COF in bovine cartilage bearings lubricated with different test solutions. Bar graphs depicting mean + 1 SD static (unshaded) and kinetic (shaded) COF measurements in bovine cartilage bearings lubricated with either PBS, SF from patients with CACP (CACP-SF), purified human synoviocyte lubricin (HSL), human synovial fluid from normal joints (HSF), and CACP-SF that has been supplemented with HSL (CACP-SF+HSL). Static COF was significantly higher in PBS and CACP-SF lubricated bearings compared with HSL- and HSF-lubricated bearings. Kinetic COF was significantly higher in bearings lubricated with PBS compared with all other groups.

Fig. 3.

Apoptosis in bovine cartilage bearings lubricated with different test solutions. The lower explant cartilage bearings were stained for active caspase-3 (red, left column), and nuclei were counterstained with DAPI (blue, middle column) following friction and wear testing.

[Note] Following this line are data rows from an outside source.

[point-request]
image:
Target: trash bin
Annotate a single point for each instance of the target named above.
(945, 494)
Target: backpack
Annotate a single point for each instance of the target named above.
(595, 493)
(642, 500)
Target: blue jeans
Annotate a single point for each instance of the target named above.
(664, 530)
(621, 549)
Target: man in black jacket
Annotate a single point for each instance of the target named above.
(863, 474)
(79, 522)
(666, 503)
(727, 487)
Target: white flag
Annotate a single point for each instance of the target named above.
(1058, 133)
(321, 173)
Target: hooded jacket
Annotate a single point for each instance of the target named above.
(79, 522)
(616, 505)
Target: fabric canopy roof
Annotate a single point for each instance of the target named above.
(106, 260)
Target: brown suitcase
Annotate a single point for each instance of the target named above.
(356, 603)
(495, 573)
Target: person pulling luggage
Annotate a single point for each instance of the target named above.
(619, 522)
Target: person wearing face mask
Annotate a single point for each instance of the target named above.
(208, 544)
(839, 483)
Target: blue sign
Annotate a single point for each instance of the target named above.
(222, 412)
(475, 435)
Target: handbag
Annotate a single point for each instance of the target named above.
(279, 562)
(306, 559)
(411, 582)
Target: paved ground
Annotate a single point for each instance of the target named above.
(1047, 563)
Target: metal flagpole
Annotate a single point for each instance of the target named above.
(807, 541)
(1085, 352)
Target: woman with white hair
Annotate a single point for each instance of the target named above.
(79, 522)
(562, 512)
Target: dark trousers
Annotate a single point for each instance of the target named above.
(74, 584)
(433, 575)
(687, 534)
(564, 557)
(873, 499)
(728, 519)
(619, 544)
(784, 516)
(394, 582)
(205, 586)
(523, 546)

Images were merged to show colocalization of caspase-3 within cells (right column). We observed many apoptotic cells in the superficial and upper middle zones of PBS and CACP-SF–lubricated samples, whereas few apoptotic cells were observed in the unloaded bearings and in bearings lubricated with HSL, HSF, or CACP-SF + HSL. (Scale bars, 100 μm.)

Fig. 4.

(A) Apoptosis in lower bovine cartilage bearings analyzed by zone. Cartilage explant bearings tested with PBS and CACP-SF had a greater number of cells positive for activated caspase-3 (brown, arrowheads) than bearings lubricated with HSL, HSF, or CACP-SF+HSL and unloaded bearings. Cells negative for activated caspase-3 are stained blue. TUNEL staining (brown) confirmed apoptosis in bearings lubricated with PBS and CACP-SF (arrowheads), but few cells were TUNEL positive in the bearings lubricated with HSL, HSF, or CACP-SF+HSL or in unloaded bearings. Cells negative for TUNEL are stained blue. (Scale bars, 100 μm.) (B) Percentage of activated caspase-3 in lower bovine cartilage bearings. Bearings tested with PBS and CACP-SF had significantly higher percentages of apoptotic cells in the superficial and upper middle zones compared with unloaded bearings and bearings lubricated with HSL and HSF. Error bars indicate SD. (C) Correlation of static COF and activated caspase-3 in zone A. A significant correlation (r² = 0.41) between static COF and activated caspase-3–positive cells in zone A (articular surface, 100 μm) was observed for the mechanically tested bearings, across the different lubricants.